General purpose, inverter-suitable AC induction motors can be a good option for driving variable speed metering pumps, provided any necessary speed reduction does not overheat the motor and the incoming power from the variable speed drive does not stress the motor’s windings.
For these applications, motor turndown ratio should be limited to 10:1 so that the required four-pole pump motor speed falls in the range of 180 to 1,800 rotations per minute (rpm). For maximum load requirements, heat-rise and additional cooling should be considered to ensure sufficient cooling at low speeds. To minimize the chance that harmful reflected waves resulting from the VFD’s pulse width modulation (PWM) waveform will reach levels that will damage the motor’s winding insulation, these motors should be located in proximity to the VFD.
Most motor manufacturers agree that a full inverter duty motor, in other words, a motor that meets National Electrical Manufacturers Association (NEMA) MG-1 Part 31, will deliver the longest life and best operation when run on a VFD.
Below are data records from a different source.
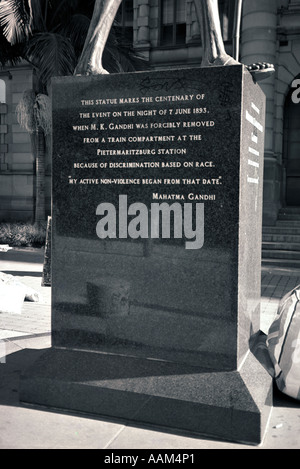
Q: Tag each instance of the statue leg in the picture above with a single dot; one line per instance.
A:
(90, 62)
(213, 46)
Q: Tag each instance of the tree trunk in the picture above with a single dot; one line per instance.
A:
(40, 215)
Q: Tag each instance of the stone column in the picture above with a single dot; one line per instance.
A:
(258, 44)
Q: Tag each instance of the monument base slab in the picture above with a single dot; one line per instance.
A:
(232, 405)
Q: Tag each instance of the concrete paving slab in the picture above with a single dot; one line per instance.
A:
(26, 336)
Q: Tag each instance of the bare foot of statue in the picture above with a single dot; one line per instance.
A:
(214, 54)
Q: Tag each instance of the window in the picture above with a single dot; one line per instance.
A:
(173, 22)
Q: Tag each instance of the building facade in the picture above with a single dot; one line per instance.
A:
(167, 34)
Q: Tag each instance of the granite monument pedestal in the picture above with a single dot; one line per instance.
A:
(156, 252)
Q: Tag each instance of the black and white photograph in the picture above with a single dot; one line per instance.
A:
(150, 227)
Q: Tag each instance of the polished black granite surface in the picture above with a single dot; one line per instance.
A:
(164, 297)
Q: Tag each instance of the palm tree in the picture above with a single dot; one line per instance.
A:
(50, 35)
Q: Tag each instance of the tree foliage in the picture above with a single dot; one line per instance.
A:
(50, 34)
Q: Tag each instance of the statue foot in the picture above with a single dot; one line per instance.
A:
(82, 70)
(261, 70)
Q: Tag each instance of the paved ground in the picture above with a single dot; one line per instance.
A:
(24, 337)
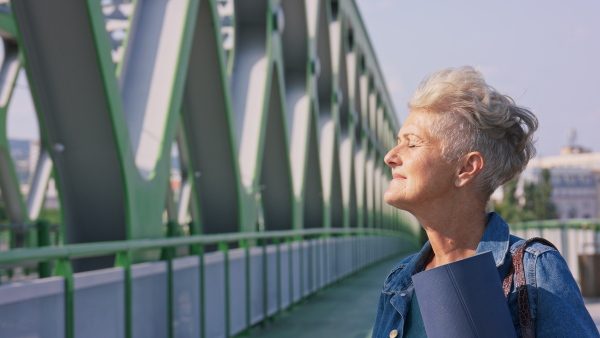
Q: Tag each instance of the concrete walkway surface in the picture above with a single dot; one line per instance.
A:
(345, 309)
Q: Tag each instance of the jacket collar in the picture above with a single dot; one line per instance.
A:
(495, 238)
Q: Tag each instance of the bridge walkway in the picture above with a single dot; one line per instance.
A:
(345, 309)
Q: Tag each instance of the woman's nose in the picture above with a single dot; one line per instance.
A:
(392, 158)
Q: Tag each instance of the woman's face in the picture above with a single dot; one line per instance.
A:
(420, 174)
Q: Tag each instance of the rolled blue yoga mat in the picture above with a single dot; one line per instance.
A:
(464, 299)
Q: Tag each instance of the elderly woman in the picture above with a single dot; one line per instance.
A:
(461, 141)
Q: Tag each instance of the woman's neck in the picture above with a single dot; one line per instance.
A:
(453, 235)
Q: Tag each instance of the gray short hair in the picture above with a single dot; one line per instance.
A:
(475, 117)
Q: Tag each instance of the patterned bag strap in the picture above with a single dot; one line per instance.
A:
(516, 270)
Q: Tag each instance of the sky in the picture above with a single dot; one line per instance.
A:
(544, 54)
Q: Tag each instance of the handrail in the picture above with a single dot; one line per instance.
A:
(558, 223)
(83, 250)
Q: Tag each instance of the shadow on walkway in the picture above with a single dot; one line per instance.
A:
(345, 309)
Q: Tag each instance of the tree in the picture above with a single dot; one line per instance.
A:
(536, 204)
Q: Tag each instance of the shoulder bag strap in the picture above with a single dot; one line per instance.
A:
(516, 270)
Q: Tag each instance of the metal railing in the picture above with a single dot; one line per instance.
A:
(57, 261)
(572, 237)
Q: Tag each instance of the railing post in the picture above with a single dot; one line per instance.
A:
(123, 260)
(43, 229)
(278, 269)
(224, 247)
(168, 254)
(198, 250)
(564, 241)
(63, 269)
(244, 244)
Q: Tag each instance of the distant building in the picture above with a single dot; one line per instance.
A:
(575, 178)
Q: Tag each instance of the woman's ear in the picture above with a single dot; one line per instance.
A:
(469, 166)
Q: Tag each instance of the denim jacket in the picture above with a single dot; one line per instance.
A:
(556, 303)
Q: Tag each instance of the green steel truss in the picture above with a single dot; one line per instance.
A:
(285, 130)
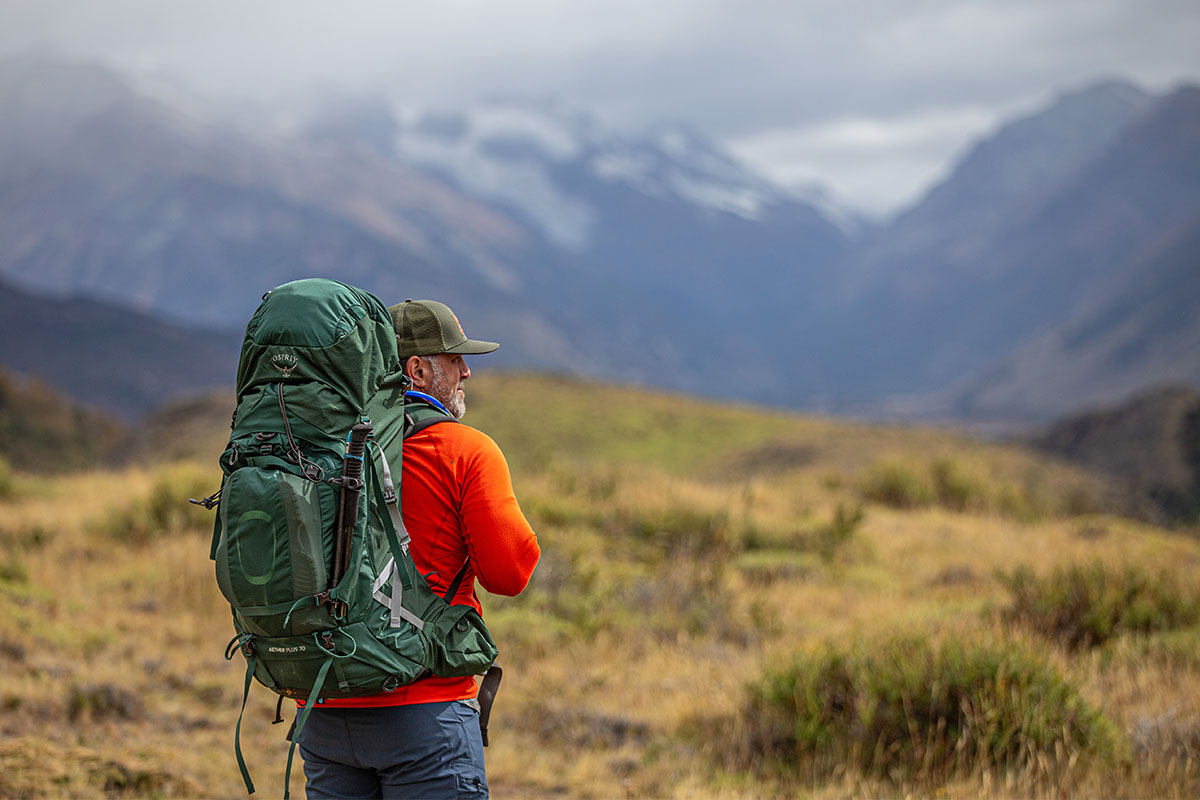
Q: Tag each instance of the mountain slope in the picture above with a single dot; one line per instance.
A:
(1151, 443)
(42, 431)
(1133, 322)
(109, 358)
If a wastewater treatment facility’s control loop requires more precise control of the metering pump’s motor, a motor that meets NEMA MG-1 Part 31 is not only preferred but required. For example, an inverter duty AC induction motor that complies with Part 31 requirements and can be used when up to 20:1 motor speed turndown would meet this standard. This would enable a four-pole motor to operate from 1,800 rpm down to 90 rpm for extended lengths of time.
Inverter duty motors also have higher resistance to voltage spikes generated by the reflected waves from the VFD. These motors include shaft grounding rings to steer harmful shaft currents away from the motor bearings, minimizing the electrical discharge machine (EMD)-induced etching that can lead to bearing failure. The winding thermostats on inverter duty motors can also be monitored by the control system, warning operators when safe motor operating temperatures are exceeded.
When even faster responses and tighter control over metering pump flow rates are necessary, vector duty motors can be employed. These motors offer as much as 5,000:1 turn down ratio, enabling a four-pole motor to drive a constant torque load from 1,800 rpm down to just 0.36 rpm. When equipped with encoders and driven by vector duty VFDs, the precision control they deliver is excellent.
Getting Smart About Dosing Control
Every wastewater treatment facility’s processing needs are different. System architecture and control scheme will dictate the response time and precision required to meet them. Motor manufacturers have developed multiple technologies, each with their own cost/performance benefits that are suitable for powering the variable speed metering pumps that are integral to the wastewater treatment process.
By choosing the right motor technology for the job, plant operators will be able to achieve the required level of performance while minimizing costs.